WASHINGTON-Wireless trade association CTIA officially came out against net neutrality, posting a policy paper on its Web site against efforts to include network neutrality language as part of Congress’ efforts to reshape existing telecom laws.
CTIA posted its position on the topic June 21, but did not publicize it until last week when it appeared at the bottom of its sponsored news-clipping service.
“We don’t have to put out a press release for everything,” John Walls, CTIA vice president of public affairs. “We have priority items.”
That was a good move, said one wireless analyst. “The wireless carriers have purposely not let themselves get dragged into the net-neutrality debate. They let the parents look like the bad guys. The debate was going their way. The battle for pre-emption didn’t get any stronger by them weighing in on net neutrality,” said Roger Enter of Ovum.
The wireless industry has been largely ignored in the network-neutrality debate even though the nation’s two largest carriers already restrict access to Voice over Internet Protocol, video and other bandwidth-hogging services. The prohibitions contained in data customer contracts are done for service-quality reasons, but would seem to run counter to the Stevens language. Senate Commerce Committee staff said the language was not intended to allow such prohibitions, even though there is a network-management exception.
The CTIA policy is based on the core belief that competition is the best regulation.

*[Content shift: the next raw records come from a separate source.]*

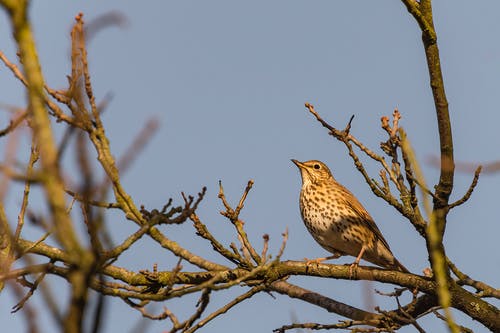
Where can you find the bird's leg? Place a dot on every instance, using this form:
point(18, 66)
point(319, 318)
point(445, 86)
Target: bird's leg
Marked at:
point(356, 262)
point(320, 260)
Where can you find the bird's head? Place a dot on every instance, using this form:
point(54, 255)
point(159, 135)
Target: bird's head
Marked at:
point(313, 172)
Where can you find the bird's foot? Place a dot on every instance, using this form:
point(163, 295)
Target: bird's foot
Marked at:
point(353, 269)
point(316, 261)
point(320, 260)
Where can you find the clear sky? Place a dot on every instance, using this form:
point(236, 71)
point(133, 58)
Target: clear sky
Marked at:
point(227, 82)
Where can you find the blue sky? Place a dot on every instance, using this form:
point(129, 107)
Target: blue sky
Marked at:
point(227, 82)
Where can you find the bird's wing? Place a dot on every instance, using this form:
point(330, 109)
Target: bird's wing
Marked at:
point(350, 200)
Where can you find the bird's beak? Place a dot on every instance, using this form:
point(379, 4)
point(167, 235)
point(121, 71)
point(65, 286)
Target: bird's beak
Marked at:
point(300, 165)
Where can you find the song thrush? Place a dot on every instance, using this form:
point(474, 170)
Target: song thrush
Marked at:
point(337, 221)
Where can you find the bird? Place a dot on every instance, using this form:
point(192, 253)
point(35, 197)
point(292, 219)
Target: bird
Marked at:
point(338, 222)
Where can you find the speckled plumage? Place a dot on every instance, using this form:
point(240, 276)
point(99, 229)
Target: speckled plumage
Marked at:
point(338, 221)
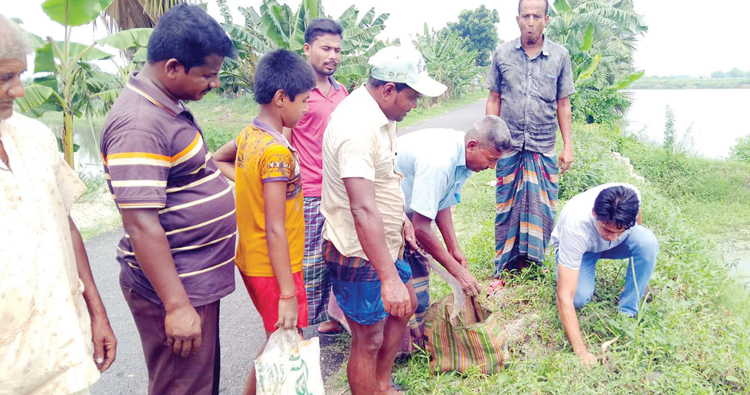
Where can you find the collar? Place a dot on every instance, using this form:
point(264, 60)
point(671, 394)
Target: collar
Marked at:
point(334, 83)
point(273, 132)
point(461, 159)
point(545, 45)
point(156, 96)
point(373, 114)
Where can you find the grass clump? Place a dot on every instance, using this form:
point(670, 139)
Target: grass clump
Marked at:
point(692, 338)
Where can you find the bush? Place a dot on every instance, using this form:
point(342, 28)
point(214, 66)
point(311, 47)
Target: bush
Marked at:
point(741, 149)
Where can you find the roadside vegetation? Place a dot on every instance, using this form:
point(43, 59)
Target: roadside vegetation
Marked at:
point(691, 83)
point(692, 338)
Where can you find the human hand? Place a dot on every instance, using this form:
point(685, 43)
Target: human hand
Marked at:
point(460, 258)
point(183, 329)
point(288, 310)
point(409, 235)
point(565, 159)
point(468, 283)
point(105, 343)
point(587, 358)
point(396, 300)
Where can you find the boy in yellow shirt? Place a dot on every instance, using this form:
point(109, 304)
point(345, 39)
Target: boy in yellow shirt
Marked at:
point(269, 197)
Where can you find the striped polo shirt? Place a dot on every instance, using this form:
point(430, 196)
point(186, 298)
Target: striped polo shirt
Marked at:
point(155, 157)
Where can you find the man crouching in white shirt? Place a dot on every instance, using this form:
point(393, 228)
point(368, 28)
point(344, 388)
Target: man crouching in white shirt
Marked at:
point(601, 223)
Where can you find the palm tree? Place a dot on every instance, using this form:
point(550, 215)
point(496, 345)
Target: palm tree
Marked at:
point(132, 14)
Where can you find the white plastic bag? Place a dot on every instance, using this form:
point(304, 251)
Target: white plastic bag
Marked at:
point(289, 365)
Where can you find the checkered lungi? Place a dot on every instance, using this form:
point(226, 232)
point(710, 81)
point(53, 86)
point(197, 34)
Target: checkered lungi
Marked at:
point(317, 280)
point(526, 206)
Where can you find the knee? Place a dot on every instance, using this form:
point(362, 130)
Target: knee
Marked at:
point(369, 342)
point(644, 242)
point(581, 299)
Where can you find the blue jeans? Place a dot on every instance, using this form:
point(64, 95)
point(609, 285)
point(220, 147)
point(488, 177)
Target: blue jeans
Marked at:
point(642, 246)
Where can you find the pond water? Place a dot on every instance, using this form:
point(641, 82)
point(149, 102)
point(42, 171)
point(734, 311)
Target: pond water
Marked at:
point(716, 118)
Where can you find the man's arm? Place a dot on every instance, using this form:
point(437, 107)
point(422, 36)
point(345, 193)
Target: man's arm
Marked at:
point(493, 104)
point(564, 119)
point(274, 201)
point(182, 323)
point(105, 343)
point(444, 221)
point(567, 282)
point(287, 132)
point(225, 157)
point(369, 225)
point(432, 245)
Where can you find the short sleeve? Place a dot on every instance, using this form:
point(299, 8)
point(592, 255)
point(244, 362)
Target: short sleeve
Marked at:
point(571, 248)
point(429, 188)
point(565, 84)
point(493, 78)
point(356, 157)
point(138, 164)
point(70, 186)
point(276, 164)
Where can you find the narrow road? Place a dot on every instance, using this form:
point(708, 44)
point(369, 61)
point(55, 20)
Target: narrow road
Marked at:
point(241, 326)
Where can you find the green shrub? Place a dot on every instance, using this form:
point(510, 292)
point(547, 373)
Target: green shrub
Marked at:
point(741, 149)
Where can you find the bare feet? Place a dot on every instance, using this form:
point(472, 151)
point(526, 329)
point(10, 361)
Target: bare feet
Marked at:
point(329, 327)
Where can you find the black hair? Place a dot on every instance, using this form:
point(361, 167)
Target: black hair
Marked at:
point(190, 35)
point(617, 205)
point(376, 83)
point(321, 26)
point(285, 70)
point(546, 7)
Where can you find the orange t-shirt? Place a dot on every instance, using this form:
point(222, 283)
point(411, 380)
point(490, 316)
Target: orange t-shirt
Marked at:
point(265, 156)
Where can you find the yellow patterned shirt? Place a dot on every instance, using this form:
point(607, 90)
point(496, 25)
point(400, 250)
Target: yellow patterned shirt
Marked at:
point(264, 155)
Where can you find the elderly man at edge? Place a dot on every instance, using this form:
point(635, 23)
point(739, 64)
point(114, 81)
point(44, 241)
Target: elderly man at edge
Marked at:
point(435, 164)
point(55, 337)
point(530, 82)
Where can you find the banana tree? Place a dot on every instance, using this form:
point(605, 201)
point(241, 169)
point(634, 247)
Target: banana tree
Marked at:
point(278, 26)
point(448, 59)
point(65, 64)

With regulation, innovation and investment will be stifled; without regulation, niche markets will be created.
“We want the capability for carriers to structure offerings that make sense for their networks and business plans,” said Carolyn Brandon, CTIA vice president of policy.
Current business offerings are structured with services and applications being exclusive (on-deck) or generally available via the Internet (off-deck). CTIA’s official entree into the network-neutrality debate comes as non-affiliated companies are trying once again to make money offering off-deck services directly to wireless customers. The wireless marketplace has been dominated by data available on the deck-the carrier’s menu of applications and services on a mobile phone. Recently, though that has begun to change as the amount of off-deck traffic has grown from anywhere between 5 percent and10 percent to 25 percent.

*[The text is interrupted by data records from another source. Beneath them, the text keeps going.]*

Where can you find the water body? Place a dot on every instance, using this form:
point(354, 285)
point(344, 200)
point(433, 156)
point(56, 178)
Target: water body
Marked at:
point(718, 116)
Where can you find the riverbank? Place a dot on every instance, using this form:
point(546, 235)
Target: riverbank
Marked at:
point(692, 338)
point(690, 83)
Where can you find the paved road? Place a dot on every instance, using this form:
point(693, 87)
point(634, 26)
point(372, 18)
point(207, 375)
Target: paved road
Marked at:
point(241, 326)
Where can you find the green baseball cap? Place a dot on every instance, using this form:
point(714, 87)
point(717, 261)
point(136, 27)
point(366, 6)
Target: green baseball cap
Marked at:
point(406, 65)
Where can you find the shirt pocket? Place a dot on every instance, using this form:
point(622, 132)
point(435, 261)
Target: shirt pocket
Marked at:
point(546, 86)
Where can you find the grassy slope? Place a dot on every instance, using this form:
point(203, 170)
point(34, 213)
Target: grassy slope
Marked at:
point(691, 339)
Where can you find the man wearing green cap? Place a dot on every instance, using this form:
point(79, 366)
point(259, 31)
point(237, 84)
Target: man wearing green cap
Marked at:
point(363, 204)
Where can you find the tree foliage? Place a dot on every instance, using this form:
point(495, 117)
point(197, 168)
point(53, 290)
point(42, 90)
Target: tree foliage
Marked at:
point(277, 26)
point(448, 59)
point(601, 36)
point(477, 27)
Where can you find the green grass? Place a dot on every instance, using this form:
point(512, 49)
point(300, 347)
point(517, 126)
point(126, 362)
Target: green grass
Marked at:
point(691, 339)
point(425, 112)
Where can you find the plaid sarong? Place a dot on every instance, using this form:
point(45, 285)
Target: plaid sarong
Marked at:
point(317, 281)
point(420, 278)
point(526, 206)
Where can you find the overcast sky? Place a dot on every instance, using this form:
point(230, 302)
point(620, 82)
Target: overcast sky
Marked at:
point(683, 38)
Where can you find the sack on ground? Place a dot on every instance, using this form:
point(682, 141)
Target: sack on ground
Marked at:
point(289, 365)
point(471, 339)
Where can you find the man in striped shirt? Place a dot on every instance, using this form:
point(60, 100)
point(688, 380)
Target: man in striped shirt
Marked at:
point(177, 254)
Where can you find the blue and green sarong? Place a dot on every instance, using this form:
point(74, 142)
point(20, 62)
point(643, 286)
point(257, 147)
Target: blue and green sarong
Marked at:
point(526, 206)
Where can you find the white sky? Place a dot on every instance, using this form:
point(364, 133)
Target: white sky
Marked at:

Also, some of the legislation surrounding network neutrality did not acknowledge the differences in the wireless-broadband experience vs. the wired experience.
“The wireless networks are very dynamic. There is a relationship between the device and the network,” said Brandon. “We need to have control over that relationship. The network management needs we have are unique because of the radio-frequency aspect.”
RCR Wireless News Reporter Colin Gibbs contributed to this report.